ABSTRACT

What an evening of strange sensations! ‘The Sea-Gull’ with its macédoine of empty or wasted or ruined lives, its futile failures and still more futile successes, its jangled nerves, its forlorn lovers, its innocent but cruel egoists, ought to send one away depressed and disheartened. And yet the outcome is just the contrary. One finds oneself in a mood of exaltation, if not of exhilaration. Why? Because one feels the gratification of having gained not a new but a deeper vision of life, and entry into the more recondite secrets of the human heart. And there is a peculiar thrill in the play for any man who has ever practised the metier of writing.
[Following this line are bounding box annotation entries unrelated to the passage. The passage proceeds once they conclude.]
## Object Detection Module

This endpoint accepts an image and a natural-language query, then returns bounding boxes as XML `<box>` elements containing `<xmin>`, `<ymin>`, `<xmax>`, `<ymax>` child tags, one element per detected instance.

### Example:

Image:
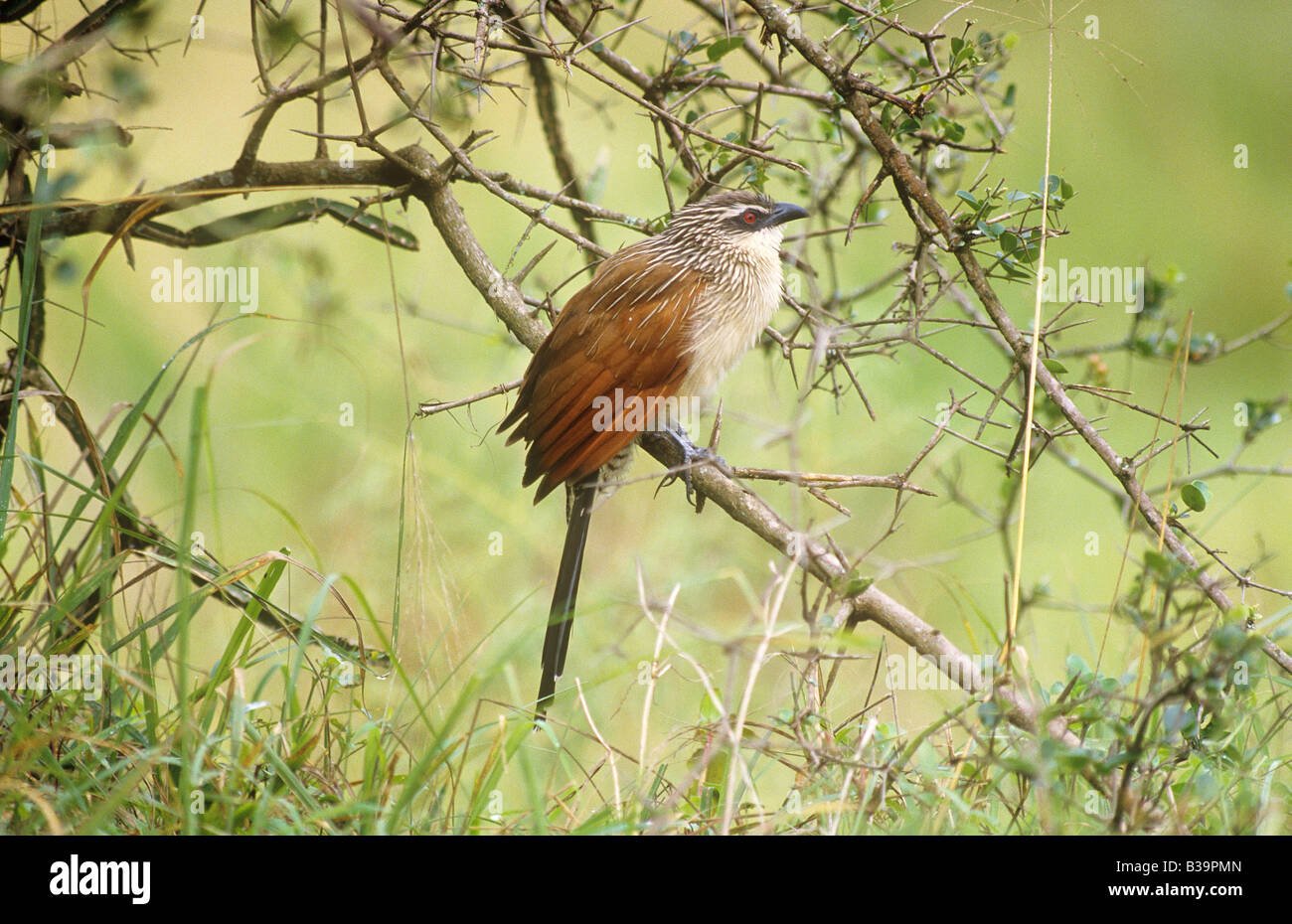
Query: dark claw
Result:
<box><xmin>656</xmin><ymin>429</ymin><xmax>727</xmax><ymax>513</ymax></box>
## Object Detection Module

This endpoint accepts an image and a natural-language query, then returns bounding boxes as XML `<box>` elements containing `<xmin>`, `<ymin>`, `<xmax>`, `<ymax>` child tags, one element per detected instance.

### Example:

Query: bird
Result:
<box><xmin>498</xmin><ymin>190</ymin><xmax>808</xmax><ymax>726</ymax></box>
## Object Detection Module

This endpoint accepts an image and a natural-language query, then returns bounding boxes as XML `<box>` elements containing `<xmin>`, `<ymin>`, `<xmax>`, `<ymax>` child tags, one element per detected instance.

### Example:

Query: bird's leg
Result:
<box><xmin>659</xmin><ymin>422</ymin><xmax>727</xmax><ymax>513</ymax></box>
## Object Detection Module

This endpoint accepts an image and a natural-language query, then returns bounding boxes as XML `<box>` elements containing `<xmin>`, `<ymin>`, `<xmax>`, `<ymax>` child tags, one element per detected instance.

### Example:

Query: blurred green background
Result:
<box><xmin>22</xmin><ymin>3</ymin><xmax>1292</xmax><ymax>752</ymax></box>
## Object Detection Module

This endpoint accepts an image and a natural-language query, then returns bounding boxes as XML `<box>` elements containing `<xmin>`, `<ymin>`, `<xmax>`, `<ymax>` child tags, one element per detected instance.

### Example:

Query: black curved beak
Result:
<box><xmin>765</xmin><ymin>202</ymin><xmax>808</xmax><ymax>228</ymax></box>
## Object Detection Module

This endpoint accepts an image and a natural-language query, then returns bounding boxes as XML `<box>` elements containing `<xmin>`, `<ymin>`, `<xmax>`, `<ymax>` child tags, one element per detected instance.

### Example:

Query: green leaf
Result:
<box><xmin>1180</xmin><ymin>481</ymin><xmax>1211</xmax><ymax>513</ymax></box>
<box><xmin>708</xmin><ymin>35</ymin><xmax>744</xmax><ymax>61</ymax></box>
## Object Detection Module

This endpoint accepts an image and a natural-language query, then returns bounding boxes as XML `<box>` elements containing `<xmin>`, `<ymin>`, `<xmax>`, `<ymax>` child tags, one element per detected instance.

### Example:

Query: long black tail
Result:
<box><xmin>534</xmin><ymin>476</ymin><xmax>597</xmax><ymax>721</ymax></box>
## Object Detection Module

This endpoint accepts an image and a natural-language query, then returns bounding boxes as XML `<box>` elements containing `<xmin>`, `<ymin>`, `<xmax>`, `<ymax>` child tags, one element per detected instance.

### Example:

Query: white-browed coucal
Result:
<box><xmin>499</xmin><ymin>190</ymin><xmax>808</xmax><ymax>717</ymax></box>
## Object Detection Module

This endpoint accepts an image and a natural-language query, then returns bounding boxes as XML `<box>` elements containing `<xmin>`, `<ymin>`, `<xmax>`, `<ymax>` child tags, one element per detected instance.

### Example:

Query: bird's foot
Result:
<box><xmin>656</xmin><ymin>428</ymin><xmax>727</xmax><ymax>513</ymax></box>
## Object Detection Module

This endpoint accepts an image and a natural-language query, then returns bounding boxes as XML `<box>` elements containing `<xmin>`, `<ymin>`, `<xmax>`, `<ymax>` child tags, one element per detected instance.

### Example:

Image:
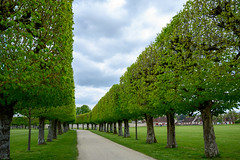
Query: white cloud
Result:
<box><xmin>75</xmin><ymin>85</ymin><xmax>110</xmax><ymax>109</ymax></box>
<box><xmin>73</xmin><ymin>0</ymin><xmax>186</xmax><ymax>108</ymax></box>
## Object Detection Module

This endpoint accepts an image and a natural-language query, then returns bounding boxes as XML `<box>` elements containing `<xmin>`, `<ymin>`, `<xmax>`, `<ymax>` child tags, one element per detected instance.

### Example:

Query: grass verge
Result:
<box><xmin>92</xmin><ymin>125</ymin><xmax>240</xmax><ymax>160</ymax></box>
<box><xmin>10</xmin><ymin>129</ymin><xmax>78</xmax><ymax>160</ymax></box>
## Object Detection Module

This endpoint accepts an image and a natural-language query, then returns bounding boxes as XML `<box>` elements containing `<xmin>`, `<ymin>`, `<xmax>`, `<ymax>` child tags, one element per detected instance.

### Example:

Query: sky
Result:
<box><xmin>72</xmin><ymin>0</ymin><xmax>187</xmax><ymax>109</ymax></box>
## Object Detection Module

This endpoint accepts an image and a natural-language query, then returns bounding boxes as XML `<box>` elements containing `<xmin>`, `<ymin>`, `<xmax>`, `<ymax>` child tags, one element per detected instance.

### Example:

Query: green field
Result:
<box><xmin>10</xmin><ymin>129</ymin><xmax>77</xmax><ymax>160</ymax></box>
<box><xmin>93</xmin><ymin>125</ymin><xmax>240</xmax><ymax>160</ymax></box>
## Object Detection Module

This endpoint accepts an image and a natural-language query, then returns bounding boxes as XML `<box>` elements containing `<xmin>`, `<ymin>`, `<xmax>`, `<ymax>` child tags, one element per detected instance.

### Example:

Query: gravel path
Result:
<box><xmin>77</xmin><ymin>130</ymin><xmax>154</xmax><ymax>160</ymax></box>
Chekhov exhibits in it two distinct literary types. First, the born author, not the master, but the slave of the literary ‘urge’ (if that uncouth Americanism may be pardoned), who is obsessed by the need for expressing his experiences to such a pitch that he lives them in order to express them, and takes out his note-book almost in the act of kissing the woman that takes his wandering fancy. Trigori, if for a moment you consider him as a responsible human being, ruining, as he does, a young life just to make another ‘short story,’ is horrible. But he is horribly true, an exactly analysed ‘case’ of morbid psychology. The actor (Mr. Randolph McLeod) did his best, one is sure, to realize this type, but, somehow, you instinctively felt rather than got yourself logically convinced that the thing wasn't quite right. The author seemed a little conscious of his authorship, and a little awkward in it. You felt that he would have been really more in his element fishing in the lake. Nevertheless, between the dramatist and the actor, you did get nearer to a live author on the stage than you had ever got before, and that is much.